Les deux derniers volets du livre se rapportent à « un objet d’histoire » et à « une écriture onaniste » et Philippe Artières offre des pages profondes et stimulantes, et tente de répondre à la question : « en quoi l’affaire Bladier peut-elle contribuer au savoir historique ? ». Après avoir évoqué le contexte, y compris la réception immédiate de l’affaire, et les différents protagonistes, des couples émergent : le crime et l’écriture, la rêverie et la jouissance sexuelle, le récit d’un assassin et la lecture d’un historien.

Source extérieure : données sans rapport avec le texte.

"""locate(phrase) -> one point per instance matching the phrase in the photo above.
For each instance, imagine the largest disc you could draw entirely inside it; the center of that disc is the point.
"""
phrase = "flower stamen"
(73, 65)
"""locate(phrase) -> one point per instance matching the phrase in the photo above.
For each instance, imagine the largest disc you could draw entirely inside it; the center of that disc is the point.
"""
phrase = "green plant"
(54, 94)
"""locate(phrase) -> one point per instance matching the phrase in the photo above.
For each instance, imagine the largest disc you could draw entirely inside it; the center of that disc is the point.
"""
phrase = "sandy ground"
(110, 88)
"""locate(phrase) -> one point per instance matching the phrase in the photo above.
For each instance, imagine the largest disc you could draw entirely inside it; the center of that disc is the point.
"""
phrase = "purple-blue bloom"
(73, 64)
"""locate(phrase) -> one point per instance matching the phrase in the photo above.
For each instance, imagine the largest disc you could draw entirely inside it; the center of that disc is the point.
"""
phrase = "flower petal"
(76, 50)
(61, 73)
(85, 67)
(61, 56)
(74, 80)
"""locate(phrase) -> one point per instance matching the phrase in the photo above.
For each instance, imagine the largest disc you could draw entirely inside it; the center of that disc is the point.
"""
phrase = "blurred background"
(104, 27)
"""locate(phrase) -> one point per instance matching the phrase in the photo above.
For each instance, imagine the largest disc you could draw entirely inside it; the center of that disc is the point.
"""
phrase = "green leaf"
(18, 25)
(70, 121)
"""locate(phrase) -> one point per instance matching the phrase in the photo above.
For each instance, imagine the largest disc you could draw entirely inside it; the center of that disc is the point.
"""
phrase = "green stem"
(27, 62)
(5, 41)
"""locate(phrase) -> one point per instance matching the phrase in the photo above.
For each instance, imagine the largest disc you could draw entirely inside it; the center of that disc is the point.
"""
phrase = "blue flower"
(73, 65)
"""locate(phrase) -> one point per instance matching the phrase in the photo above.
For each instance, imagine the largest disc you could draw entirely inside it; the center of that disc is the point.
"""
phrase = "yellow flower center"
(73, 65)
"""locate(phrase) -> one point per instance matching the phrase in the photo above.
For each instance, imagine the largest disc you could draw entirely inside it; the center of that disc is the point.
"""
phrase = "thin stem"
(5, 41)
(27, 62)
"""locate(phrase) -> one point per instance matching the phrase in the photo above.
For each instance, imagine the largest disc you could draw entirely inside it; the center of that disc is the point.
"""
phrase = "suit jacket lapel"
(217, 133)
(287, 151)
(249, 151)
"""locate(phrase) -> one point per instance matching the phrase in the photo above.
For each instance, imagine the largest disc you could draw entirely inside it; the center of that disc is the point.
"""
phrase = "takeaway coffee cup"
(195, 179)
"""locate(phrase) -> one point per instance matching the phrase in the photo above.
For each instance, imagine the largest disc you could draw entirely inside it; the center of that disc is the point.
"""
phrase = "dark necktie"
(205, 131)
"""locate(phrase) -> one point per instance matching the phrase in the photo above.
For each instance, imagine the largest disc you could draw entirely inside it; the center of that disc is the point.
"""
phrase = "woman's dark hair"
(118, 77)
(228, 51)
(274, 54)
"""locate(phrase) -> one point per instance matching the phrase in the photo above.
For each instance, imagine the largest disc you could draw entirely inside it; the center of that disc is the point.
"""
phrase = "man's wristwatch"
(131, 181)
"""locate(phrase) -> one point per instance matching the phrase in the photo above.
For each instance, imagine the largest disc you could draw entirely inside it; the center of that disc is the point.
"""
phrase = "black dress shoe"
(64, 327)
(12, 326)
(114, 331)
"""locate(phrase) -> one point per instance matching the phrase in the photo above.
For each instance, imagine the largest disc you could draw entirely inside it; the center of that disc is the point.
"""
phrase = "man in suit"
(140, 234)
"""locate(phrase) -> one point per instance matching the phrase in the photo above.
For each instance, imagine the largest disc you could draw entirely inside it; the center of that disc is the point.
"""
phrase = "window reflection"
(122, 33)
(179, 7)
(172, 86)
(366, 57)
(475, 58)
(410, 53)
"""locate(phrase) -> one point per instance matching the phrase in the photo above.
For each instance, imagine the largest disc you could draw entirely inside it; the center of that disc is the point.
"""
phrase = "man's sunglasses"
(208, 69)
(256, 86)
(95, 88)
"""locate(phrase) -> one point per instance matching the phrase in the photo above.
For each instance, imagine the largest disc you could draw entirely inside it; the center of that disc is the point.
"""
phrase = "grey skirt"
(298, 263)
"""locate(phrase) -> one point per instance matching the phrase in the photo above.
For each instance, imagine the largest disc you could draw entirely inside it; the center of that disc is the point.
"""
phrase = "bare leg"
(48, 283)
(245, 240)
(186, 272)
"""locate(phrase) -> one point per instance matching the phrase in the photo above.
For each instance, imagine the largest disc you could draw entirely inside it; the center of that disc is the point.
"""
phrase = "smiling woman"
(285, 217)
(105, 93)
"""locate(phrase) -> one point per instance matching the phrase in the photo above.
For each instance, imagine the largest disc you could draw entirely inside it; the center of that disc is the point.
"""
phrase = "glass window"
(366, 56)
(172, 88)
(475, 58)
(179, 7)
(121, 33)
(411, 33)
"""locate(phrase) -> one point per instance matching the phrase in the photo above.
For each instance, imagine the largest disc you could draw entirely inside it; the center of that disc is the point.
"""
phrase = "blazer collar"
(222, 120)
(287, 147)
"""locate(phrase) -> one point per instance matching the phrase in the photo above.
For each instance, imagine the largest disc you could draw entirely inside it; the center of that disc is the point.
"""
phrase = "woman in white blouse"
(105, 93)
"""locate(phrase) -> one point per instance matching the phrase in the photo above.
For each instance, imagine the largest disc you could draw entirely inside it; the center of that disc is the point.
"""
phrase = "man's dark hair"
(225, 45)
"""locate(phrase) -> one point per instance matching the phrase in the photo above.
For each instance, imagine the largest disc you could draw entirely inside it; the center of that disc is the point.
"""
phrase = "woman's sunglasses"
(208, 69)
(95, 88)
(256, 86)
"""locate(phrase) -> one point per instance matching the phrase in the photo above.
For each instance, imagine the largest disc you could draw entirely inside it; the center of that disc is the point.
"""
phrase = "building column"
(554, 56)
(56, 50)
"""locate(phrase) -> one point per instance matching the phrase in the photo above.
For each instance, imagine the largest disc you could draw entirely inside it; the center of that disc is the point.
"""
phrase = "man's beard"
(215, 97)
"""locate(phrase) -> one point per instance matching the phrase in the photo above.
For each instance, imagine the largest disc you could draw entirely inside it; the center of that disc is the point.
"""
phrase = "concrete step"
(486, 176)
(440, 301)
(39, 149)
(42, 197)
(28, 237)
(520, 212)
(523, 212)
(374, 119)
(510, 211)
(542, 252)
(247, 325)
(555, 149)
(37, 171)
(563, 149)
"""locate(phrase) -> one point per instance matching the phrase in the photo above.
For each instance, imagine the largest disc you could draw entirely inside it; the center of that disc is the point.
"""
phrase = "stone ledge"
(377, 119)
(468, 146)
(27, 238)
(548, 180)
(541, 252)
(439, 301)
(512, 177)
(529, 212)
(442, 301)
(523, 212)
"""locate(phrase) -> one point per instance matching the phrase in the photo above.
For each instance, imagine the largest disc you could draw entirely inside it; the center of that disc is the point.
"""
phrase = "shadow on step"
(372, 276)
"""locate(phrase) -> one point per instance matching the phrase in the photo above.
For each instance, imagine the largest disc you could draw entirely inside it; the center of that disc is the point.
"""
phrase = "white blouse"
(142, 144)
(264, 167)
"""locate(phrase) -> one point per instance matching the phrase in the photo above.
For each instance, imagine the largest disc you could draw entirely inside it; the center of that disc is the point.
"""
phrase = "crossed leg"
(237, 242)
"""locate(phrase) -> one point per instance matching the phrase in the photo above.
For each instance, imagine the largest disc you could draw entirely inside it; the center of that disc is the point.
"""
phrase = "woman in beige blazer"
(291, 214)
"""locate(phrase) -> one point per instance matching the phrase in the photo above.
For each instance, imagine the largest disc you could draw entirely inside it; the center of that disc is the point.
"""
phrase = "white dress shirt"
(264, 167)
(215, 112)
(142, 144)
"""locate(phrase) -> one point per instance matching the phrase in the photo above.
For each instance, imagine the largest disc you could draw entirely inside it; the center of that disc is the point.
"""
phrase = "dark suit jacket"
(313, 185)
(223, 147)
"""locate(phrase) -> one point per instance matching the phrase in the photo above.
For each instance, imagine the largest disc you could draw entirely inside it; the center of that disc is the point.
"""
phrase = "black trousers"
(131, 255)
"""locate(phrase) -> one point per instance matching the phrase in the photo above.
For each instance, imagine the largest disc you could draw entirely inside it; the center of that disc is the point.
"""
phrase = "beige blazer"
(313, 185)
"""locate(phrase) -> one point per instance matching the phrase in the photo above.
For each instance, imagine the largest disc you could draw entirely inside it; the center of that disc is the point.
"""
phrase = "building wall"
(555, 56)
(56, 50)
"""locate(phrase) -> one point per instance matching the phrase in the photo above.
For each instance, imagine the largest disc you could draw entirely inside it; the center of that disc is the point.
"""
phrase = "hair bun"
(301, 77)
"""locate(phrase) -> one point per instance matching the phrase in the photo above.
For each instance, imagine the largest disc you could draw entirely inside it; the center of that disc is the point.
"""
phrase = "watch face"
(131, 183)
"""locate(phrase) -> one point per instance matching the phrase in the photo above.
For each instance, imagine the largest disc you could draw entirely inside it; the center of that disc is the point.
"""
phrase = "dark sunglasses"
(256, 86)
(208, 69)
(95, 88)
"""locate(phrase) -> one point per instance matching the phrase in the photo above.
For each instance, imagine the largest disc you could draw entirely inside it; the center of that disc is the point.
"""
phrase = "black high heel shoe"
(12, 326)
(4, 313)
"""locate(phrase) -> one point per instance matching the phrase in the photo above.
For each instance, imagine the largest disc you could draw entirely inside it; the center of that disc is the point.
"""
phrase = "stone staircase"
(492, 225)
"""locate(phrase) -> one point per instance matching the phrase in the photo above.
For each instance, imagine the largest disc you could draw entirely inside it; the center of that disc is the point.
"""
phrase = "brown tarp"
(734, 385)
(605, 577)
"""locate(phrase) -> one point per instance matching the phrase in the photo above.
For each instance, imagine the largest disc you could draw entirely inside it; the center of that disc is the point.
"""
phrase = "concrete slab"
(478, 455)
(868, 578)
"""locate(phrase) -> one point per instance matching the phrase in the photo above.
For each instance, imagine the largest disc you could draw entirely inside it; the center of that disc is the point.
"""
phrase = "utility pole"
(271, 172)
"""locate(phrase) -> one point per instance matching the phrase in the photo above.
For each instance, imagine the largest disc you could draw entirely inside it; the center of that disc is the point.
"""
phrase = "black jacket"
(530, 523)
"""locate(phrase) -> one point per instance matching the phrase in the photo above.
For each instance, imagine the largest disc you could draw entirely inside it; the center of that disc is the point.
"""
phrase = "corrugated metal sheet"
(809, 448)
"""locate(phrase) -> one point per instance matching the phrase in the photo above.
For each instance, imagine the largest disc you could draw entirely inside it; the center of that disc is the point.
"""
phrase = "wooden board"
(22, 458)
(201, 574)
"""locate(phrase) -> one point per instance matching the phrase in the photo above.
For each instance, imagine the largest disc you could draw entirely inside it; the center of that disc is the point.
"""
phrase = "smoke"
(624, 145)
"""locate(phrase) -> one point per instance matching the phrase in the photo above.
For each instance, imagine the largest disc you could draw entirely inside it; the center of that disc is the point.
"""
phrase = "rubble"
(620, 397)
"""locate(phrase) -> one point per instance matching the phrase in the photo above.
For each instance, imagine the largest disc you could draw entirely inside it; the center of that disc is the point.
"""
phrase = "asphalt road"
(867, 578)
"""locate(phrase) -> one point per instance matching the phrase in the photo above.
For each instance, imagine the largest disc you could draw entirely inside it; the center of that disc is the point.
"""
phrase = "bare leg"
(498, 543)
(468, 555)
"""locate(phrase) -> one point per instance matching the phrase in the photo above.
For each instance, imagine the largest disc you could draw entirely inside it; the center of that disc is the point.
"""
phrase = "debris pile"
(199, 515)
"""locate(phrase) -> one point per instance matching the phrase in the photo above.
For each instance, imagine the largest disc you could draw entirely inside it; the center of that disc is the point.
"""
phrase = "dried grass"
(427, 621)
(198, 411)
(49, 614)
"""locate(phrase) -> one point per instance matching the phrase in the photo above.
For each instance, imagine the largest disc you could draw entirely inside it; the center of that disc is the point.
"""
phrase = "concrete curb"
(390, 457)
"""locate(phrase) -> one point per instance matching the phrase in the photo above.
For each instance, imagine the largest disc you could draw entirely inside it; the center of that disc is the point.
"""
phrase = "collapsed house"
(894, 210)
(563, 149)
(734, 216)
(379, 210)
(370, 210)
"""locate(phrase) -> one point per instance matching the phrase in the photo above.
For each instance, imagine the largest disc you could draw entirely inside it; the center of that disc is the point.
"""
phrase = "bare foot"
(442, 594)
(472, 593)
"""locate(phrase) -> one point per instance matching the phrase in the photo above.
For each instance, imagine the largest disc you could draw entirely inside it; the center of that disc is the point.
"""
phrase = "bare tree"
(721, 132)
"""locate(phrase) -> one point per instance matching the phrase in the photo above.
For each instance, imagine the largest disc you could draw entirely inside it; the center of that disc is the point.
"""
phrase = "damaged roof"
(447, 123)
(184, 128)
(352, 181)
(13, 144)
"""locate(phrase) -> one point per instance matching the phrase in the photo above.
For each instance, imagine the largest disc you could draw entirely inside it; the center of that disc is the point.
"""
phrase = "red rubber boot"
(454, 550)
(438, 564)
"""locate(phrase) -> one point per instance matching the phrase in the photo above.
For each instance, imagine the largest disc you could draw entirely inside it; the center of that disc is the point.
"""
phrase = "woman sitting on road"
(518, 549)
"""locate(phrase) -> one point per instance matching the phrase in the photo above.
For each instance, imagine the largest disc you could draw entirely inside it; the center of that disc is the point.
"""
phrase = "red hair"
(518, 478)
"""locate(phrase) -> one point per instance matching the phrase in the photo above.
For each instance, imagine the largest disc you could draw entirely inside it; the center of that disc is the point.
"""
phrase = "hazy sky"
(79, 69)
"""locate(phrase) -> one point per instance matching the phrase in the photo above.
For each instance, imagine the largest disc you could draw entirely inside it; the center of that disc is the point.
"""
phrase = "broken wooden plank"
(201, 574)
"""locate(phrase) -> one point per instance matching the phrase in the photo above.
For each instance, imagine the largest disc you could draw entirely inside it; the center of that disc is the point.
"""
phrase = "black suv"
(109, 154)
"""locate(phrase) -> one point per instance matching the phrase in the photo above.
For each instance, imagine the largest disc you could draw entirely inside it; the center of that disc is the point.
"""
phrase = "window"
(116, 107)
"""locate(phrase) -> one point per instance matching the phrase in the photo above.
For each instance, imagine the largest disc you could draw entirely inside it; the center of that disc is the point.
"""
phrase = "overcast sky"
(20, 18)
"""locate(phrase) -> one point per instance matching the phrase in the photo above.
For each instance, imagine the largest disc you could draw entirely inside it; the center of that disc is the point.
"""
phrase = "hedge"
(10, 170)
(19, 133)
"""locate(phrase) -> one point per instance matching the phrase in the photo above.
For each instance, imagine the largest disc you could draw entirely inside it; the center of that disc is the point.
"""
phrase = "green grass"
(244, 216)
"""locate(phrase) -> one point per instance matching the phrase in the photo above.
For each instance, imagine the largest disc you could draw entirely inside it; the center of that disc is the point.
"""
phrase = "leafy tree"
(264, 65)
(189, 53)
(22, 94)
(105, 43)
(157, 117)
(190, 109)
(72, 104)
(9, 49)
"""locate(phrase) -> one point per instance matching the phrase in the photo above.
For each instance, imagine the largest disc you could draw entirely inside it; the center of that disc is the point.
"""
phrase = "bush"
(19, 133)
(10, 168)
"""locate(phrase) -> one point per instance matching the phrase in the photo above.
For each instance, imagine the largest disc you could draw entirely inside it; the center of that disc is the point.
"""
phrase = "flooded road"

Peut-être aussi existe-t-il un autre fil à tirer, une généalogie à retracer, à la manière de Michel Foucault, à laquelle appartiendrait Jean-Marie Bladier ? En effet, à la fin du long XIXe siècle qui s’achève à la veille de la Première Guerre mondiale existe tout un imaginaire des prêtres assassins et des ecclésiastiques assassinés. Ces perceptions ont façonné un imaginaire social et il est probable que, pour les tribunaliers, c’est-à-dire les chroniqueurs judiciaires et le public, chaque nouveau drame est lu à l’aune de la mémoire du crime. La très célèbre affaire Cécile Combette (1847), le prêtre Jean-Louis Verger qui considérait que sa soutane était une prison, assassin de Mgr Sibour (1857), le crime du moine défroqué Gamahut (1884), la mort de l’abbé Fricot assassiné par l’abbé Bruneau (1894) étudiée par Jean-François Tanguy, pourraient donner lieu à une enquête complémentaire. Ces monstres en soutane mis en lumière par Marc Angenot connurent en effet un beau succès dans une France anticléricale. Reste qu’il faut lire Un séminariste assassin pour sa composition, mais aussi pour les voix multiples qu’il fait entendre : celles des journalistes, des experts, de l’assassin et de l’historien, qui ne laisseront pas indemnes les lecteurs.